L'histoire serait-elle un perpétuel recommencement ? En 1981, au moment où la gauche avait tous les pouvoirs, Alain, Jean-Pierre, Jean-Jacques, Michel, Marie-Noëlle … croisaient le fer avec leurs opposants socialistes. Quelques années plus tard, ils gagnaient tous les pouvoirs locaux. Ayant alors franchi les étapes de l'indifférence, des moqueries, des fatalités, ils accédaient à celle des jalousies pour avoir tout gagné en si peu de temps.
En Isère, 2012 ressemble beaucoup à 1981. Les prénoms ont changé. Les nouveaux mousquetaires sont là :
Cécilia, Ihssane, Alexandre, Anthony, Benjamin, Gregoriu, Julien … Connaitront-ils le même parcours qu'en 1981 ? Ce qui est sûr, c'est que leur détermination est au moins aussi forte. Ils ont des valeurs communes avec des personnalités très différentes.
1) C'est la génération du non : ils n'ont pas cédé aux facilités du pouvoir local PS. Des camarades de scolarité sont vite allés dans des cabinets de collectivités locales. Eux ont choisi de défendre d'abord leurs valeurs. Quand ils ont même parfois pu constater que des proches (des militantes surtout pour le CGI / cf article du jour dans Atlantico : la valse des collaboratrices ) avaient parfois connu des virages accélérés pour rejoindre le confort douillet des structures locales, eux ont choisi d'abord l'ancrage aux … idées. L'affirmation de leur tempérament passe par cette exigence du non.
2) C'est la génération du neuf : les affaires locales des financements politiques (PS et Carrefour du Développement, RPR …), ils n'ont pas connu ! Les plus "âgés" d'entre eux entraient au collège à cette époque. Certains fréquentaient même encore les bancs de l'école primaire.
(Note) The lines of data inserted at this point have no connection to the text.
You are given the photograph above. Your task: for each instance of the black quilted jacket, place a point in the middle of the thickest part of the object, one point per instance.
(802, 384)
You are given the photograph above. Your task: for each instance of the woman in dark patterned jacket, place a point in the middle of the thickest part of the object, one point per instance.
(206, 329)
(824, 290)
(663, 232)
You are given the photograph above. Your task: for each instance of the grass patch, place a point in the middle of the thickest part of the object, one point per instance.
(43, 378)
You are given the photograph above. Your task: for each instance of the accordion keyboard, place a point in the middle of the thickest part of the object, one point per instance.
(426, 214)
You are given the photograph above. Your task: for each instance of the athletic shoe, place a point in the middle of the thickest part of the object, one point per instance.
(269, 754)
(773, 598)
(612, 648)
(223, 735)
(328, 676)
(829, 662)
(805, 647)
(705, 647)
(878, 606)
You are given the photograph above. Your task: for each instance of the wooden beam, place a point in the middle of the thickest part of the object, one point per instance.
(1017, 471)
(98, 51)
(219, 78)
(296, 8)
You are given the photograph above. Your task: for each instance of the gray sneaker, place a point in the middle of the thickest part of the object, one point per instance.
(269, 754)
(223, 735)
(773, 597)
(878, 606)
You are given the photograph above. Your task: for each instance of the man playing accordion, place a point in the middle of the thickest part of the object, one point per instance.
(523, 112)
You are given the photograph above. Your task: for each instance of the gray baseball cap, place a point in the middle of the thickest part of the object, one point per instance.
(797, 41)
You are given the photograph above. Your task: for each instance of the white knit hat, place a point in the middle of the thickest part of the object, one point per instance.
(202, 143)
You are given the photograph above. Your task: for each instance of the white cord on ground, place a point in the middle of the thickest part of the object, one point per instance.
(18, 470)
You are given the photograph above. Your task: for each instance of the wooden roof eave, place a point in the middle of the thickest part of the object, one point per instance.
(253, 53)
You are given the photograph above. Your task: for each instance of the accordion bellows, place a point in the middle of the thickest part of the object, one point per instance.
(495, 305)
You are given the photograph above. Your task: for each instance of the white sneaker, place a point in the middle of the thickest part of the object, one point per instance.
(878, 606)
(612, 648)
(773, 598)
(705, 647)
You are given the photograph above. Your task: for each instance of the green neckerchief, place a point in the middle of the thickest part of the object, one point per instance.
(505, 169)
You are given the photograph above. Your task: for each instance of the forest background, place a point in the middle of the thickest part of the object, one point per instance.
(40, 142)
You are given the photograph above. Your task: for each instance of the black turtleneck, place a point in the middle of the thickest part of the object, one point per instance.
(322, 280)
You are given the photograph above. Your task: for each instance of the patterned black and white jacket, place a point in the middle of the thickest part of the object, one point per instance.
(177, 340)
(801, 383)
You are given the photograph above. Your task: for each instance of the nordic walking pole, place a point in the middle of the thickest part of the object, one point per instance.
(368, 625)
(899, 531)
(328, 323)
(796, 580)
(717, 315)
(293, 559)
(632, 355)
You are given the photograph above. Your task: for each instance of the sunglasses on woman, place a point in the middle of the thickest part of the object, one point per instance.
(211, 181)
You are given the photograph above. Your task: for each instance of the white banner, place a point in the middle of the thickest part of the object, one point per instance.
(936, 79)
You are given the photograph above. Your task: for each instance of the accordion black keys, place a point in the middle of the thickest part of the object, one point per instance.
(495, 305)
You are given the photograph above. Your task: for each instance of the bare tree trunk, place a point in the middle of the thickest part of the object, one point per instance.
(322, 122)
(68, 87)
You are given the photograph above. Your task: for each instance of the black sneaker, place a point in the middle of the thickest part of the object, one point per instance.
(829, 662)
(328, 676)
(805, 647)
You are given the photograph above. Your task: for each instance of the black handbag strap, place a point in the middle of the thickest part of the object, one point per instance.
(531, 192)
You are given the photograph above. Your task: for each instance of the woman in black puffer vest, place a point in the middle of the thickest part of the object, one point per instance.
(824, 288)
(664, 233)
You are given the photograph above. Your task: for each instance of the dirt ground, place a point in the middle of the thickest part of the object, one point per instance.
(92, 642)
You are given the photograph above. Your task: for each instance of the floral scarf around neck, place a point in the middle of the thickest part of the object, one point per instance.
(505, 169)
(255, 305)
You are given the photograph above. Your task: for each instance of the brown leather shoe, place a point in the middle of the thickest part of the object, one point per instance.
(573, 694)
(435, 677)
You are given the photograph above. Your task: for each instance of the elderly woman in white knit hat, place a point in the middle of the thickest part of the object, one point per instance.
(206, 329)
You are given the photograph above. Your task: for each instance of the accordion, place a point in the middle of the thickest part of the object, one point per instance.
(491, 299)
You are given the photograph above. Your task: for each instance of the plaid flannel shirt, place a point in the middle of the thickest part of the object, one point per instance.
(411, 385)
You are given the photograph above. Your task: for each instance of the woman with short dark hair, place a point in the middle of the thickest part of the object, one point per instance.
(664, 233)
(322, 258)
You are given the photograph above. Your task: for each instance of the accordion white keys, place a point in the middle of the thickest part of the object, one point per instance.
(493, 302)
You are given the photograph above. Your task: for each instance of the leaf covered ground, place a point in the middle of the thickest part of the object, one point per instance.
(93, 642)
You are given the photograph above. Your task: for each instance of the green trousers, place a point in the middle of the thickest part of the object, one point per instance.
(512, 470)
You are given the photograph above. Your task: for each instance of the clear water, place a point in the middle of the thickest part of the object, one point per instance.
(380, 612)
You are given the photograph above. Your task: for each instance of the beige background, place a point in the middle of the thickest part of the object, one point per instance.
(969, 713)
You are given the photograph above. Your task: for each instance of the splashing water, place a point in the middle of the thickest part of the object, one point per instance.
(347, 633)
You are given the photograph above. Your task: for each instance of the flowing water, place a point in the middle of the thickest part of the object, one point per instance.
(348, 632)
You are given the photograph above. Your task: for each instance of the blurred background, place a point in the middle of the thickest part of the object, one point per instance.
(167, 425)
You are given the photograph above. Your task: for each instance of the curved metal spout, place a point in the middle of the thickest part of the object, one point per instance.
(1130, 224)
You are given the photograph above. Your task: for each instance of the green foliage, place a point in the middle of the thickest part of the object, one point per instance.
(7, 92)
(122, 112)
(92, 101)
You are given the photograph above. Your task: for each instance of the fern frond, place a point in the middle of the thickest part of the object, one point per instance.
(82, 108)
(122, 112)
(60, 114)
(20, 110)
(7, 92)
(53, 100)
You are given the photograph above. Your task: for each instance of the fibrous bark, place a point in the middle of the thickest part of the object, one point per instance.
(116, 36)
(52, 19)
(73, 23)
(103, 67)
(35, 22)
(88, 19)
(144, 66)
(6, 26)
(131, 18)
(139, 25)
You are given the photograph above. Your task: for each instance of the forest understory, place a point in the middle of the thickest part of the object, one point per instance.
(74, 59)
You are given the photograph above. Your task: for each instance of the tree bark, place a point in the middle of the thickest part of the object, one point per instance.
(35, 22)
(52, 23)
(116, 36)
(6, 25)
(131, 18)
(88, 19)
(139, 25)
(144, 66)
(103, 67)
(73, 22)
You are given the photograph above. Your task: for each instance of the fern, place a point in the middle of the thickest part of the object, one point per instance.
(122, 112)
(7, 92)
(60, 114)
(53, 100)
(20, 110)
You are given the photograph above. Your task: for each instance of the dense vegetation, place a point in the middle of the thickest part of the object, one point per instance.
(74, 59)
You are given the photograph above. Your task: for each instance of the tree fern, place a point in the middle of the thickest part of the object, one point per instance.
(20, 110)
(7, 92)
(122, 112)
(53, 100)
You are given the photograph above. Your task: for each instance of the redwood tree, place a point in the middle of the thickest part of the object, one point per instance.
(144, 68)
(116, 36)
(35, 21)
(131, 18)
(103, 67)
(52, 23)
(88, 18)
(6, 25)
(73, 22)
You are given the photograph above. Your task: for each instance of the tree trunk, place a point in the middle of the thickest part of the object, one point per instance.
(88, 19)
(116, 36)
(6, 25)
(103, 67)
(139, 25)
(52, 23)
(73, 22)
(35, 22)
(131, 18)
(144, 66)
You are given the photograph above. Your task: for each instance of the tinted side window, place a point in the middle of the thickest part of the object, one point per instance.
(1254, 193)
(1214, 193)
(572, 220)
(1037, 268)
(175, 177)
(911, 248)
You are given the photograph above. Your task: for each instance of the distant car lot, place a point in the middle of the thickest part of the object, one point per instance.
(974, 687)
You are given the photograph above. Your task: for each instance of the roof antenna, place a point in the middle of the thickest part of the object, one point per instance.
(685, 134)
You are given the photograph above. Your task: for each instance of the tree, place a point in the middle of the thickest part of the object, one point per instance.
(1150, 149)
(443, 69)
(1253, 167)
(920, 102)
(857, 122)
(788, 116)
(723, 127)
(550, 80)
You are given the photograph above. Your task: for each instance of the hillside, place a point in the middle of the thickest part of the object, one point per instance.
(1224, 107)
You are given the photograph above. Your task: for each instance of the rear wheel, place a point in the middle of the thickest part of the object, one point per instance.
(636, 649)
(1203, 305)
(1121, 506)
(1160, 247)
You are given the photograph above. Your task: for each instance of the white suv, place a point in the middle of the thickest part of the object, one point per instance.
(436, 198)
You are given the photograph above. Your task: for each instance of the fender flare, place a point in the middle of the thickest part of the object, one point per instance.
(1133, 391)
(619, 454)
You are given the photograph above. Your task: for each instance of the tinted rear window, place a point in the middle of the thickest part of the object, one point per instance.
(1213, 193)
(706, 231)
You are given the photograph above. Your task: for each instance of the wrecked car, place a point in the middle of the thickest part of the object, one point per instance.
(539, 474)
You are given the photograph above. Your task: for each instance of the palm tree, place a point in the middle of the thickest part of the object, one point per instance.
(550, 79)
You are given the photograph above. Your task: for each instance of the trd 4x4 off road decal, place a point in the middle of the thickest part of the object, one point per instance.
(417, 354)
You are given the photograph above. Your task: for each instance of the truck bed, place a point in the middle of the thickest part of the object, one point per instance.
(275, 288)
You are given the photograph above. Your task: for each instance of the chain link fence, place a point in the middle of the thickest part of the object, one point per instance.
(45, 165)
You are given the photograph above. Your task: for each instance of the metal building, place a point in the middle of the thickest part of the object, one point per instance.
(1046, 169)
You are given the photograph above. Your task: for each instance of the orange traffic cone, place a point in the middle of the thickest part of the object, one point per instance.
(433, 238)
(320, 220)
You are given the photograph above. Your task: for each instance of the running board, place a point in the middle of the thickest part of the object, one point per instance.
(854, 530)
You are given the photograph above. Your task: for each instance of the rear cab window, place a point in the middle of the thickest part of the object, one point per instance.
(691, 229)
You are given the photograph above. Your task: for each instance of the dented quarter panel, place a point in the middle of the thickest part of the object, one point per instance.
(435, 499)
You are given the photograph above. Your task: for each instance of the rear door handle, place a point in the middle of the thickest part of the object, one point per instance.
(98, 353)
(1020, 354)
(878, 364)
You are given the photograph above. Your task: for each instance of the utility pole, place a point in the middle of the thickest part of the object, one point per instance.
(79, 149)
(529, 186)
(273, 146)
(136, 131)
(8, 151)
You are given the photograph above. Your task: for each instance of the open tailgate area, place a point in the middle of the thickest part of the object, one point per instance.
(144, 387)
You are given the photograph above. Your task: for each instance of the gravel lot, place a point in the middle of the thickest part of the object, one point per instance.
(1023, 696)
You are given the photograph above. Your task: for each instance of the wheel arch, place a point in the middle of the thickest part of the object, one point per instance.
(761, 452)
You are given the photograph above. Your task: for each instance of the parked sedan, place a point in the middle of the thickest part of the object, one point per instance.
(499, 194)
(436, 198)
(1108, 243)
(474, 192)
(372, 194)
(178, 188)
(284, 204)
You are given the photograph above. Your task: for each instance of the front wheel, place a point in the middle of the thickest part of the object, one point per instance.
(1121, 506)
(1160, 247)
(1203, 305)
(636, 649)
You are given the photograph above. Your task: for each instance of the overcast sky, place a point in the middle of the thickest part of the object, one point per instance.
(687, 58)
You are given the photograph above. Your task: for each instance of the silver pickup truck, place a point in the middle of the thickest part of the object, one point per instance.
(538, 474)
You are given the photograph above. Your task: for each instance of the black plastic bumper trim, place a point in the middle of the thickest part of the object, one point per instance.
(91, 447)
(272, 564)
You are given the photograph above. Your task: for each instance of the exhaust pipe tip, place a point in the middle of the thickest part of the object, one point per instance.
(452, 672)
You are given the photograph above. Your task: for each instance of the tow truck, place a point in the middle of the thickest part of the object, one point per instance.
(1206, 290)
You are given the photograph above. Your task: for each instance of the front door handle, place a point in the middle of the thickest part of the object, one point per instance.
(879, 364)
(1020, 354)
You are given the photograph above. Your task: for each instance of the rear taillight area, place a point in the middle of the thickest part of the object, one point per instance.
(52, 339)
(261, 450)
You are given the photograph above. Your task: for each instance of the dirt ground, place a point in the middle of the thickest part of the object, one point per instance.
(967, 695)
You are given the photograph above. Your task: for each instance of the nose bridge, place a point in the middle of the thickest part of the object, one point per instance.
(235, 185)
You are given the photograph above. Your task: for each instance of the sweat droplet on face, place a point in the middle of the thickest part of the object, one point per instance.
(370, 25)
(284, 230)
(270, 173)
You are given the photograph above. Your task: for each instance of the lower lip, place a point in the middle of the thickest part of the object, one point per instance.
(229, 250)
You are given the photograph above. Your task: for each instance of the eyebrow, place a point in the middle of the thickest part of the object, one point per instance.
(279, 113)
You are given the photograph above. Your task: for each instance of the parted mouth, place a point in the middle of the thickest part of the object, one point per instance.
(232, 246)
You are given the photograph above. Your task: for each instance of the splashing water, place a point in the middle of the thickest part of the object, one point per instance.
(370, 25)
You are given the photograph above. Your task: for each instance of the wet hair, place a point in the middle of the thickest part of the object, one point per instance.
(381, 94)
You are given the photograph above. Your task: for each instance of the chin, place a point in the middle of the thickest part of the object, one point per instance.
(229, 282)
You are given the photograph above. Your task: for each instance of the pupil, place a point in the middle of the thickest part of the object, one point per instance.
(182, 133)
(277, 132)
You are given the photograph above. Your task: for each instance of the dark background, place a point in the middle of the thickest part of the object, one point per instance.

3) C'est la génération qui n'a connu localement que le PS au pouvoir depuis qu'ils sont majeurs : le PS a tous les pouvoirs locaux depuis près de 20 ans. Un sacré bail ! Dans ce contexte, cette nouvelle génération ne se fixe pas comme objectif un parcours … d'opposition. Elle souhaite "faire ses preuves" et cela passe par l'exercice du pouvoir local.
Dans ce contexte général, les tempéraments diffèrent.
Cécilia Durieu, Secrétaire nationale de l'UMP, vient de gagner ses galons sur le terrain. A Paris, l'UMP lui proposait plein de circonscriptions faciles tant l'état major national croit en ses capacités. Elle a choisi la circonscription de son enfance, de sa scolarité, de sa famille. Son tempérament est aussi inflexible et indépendant que son sourire peut être radieux. Sa tenacité est aussi forte que son apparence, sans le moindre gramme de maquillage, peut paraître fragile. Elle défend les valeurs de l'entreprise mais elle vit dans l'écologie : pas de coca mais des jus de légumes.
Anthony Peres, c'est le travail sérieux, détaillé, minutieux. Juriste, il aime la précision. Il parle peu mais ferme. Il aime le collectif des campagnes.
Benjamin Piton, c'est le challenge des compétitions. Cet informaticien pratique les objectifs clairs, les calendriers serrés, les missions où la performance se voit reconnue par les résultats.
Grégoriu S-Valery est un radical. Proche de François Gilabert, Gregoriu aime les nuances, la modération, les idées. C'est un conceptuel qui ne recherche pas le rapport de forces mais l'accord par consentement mutuel sur des bases de propositions.
Julien Polat, comme Cécilia Durieu, est passé par les législatives 2012. Il a su mener une campagne dynamique, de terrain, très mobilisatrice montrant à cette occasion notamment ses grandes connaissances des dossiers locaux et son talent d'organisation.
Mais il y a aussi Alexandre Kolow, Nicolas Petitfils (Villepiniste), Philippe Noviant (proche du Modem et de cap 21) … : toutes ces personnalités viennent de vivre le plus dur : la législative de juin 2012 : travailler des territoires très grands en affrontant une vague politique nationale hostile énorme.
Lors des élections locales, le territoire sera nécessairement plus modeste et la vague sera naturellement moins hostile.
Capables de trouver les bases saines d'une solidarité durable, ces mousquetaires peuvent changer la donne de 2014.
Deux d'entre eux viennent d'ailleurs de lancer "reconquête 2014".
La première réunion se tient :
vendredi 20 juillet 2012
à 19 heures
9 place Paul Vallier à Grenoble.
Une réunion sans restriction d'âges à pratiquer sans modération parce que l'alternance se gagnera en rassemblant dans la diversité le plus largement les compétences et les bonnes volontés.